William entered, panting and breathless, a loaf under his arm.
“Sorry, if I’ve been a long time,” he said. “I met Ginger.”
“Didn’t they give you a bag or paper for the loaf, William?” said Mrs Brown.
“Yes, but it sort of came off.”
“It’s filthy!” said Ethel as she took the loaf from him. “You might have been playing football with it.”
William tried to look as if he had not been playing football with it.
- Number: 29.4
- Published: 1954 (same year in magazine form) – originally titled William in Charge
- Book: William and the Moon Rocket
- Synopsis: The Outlaws help Archie to escape from an indifferent Justice.
Ethel is hosting a party-and-drama evening (the play having been written by Robert’s friend Oswald Franks, who rather optimistically “hopes that it will go to the West End” after its debut at the Browns’). Her latest admirer, Lionel, is to take the starring role – though rather unusually, Mrs Brown has strong views that he is unsuitable.

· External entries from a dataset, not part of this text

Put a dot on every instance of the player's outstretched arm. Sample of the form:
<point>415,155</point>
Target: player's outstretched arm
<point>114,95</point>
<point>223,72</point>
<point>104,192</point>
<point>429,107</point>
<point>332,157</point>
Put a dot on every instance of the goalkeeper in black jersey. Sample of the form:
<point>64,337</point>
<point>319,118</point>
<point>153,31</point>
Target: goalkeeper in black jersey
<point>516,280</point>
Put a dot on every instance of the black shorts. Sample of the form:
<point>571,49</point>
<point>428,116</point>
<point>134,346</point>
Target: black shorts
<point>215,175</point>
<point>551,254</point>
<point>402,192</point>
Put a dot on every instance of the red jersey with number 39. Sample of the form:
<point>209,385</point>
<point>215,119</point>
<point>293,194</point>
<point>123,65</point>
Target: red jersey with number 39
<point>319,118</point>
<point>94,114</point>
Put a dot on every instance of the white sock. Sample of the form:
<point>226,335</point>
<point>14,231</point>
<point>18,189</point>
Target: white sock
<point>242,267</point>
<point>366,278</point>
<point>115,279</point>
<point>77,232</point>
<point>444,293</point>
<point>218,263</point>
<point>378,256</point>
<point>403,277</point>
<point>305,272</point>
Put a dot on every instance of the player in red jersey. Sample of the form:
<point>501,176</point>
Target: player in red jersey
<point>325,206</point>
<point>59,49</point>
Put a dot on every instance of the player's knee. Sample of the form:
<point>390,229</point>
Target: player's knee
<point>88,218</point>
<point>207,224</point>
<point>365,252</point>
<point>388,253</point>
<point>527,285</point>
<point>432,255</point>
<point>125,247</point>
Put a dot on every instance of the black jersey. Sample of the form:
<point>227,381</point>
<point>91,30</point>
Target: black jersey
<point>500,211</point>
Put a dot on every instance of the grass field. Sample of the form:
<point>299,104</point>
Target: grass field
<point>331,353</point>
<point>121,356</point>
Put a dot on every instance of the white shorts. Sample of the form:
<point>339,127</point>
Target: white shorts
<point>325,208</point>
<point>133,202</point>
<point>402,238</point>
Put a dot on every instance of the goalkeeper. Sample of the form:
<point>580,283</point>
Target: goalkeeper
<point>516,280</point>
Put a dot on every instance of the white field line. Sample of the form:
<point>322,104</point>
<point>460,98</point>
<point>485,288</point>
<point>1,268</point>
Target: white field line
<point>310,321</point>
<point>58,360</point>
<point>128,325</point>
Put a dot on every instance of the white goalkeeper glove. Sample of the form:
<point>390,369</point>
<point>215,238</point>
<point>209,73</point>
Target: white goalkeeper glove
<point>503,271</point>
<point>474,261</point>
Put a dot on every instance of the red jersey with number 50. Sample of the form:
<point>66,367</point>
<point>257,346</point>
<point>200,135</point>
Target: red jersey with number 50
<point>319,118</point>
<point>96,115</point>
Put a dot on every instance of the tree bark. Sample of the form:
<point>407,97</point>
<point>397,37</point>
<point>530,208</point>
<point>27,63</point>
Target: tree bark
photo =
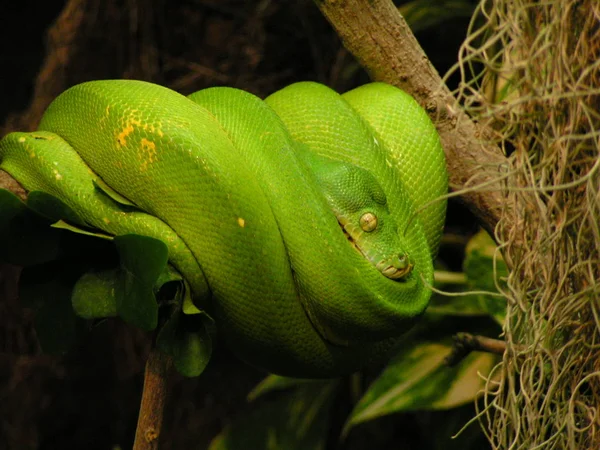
<point>380,39</point>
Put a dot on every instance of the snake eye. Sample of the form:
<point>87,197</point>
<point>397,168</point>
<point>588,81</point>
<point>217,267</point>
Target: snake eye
<point>368,222</point>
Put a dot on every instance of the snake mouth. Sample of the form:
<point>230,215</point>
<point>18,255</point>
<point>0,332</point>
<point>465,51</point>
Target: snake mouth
<point>394,268</point>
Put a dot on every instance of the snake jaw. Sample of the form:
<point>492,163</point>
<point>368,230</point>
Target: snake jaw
<point>398,270</point>
<point>395,267</point>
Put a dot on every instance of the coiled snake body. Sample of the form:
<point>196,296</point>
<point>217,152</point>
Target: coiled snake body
<point>296,220</point>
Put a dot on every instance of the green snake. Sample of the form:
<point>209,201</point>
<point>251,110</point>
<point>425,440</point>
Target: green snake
<point>306,223</point>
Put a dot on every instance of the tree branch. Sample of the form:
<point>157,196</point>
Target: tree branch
<point>379,38</point>
<point>154,394</point>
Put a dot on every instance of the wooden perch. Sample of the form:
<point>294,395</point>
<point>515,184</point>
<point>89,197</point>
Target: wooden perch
<point>379,38</point>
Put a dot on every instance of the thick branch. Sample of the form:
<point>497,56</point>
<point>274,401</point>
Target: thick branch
<point>378,36</point>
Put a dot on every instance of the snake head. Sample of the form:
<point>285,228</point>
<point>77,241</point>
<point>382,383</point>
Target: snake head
<point>360,205</point>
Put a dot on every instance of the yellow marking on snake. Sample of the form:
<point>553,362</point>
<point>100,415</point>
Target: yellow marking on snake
<point>147,153</point>
<point>131,120</point>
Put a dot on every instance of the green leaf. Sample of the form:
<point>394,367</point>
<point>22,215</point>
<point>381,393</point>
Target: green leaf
<point>47,289</point>
<point>142,260</point>
<point>93,295</point>
<point>273,383</point>
<point>53,208</point>
<point>417,378</point>
<point>478,265</point>
<point>189,340</point>
<point>295,420</point>
<point>26,237</point>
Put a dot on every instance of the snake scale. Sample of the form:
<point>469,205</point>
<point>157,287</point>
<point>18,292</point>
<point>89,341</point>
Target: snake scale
<point>305,223</point>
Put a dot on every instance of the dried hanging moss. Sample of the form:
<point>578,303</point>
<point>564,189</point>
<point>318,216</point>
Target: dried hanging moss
<point>533,71</point>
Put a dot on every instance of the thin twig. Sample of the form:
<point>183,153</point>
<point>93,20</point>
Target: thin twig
<point>465,343</point>
<point>156,381</point>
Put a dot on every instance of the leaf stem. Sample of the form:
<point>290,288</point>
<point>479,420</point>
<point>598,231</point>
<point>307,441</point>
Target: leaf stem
<point>445,277</point>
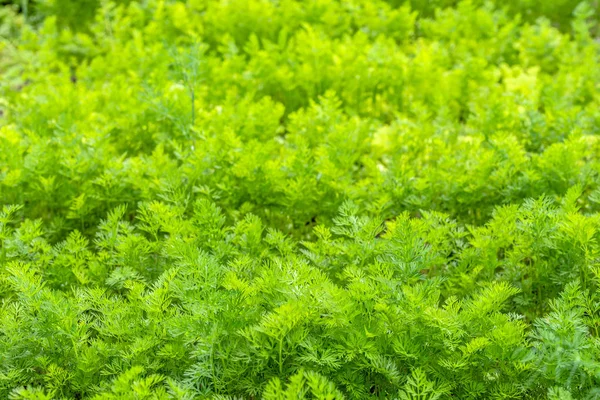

Archie is bitterly disappointed not to have been cast, and goes on hopefully practising the starring role’s most momentous speech: “I am a criminal, a common criminal, and the net is closing round me. Unless I can flee the country before tonight, I am doomed!”
“What are those?” said William, turning his frowning gaze on to the pastry cases.
“Pastry cases, dear. They’re going to be filled with mushroom and white sauce mixture and things like that.”
“If I eat this one it’ll save you the trouble of fillin’ it, won’t it?” said William virtuously.
The Outlaws hear this. And, as in William and the Returned Traveller, 28.4, they make it their duty to rescue Archie from the clutches of the police.
Fortunately, their bizarre attempt to smuggle him into a van to Portsmouth backfires to the advantage of everyone concerned (except Lionel).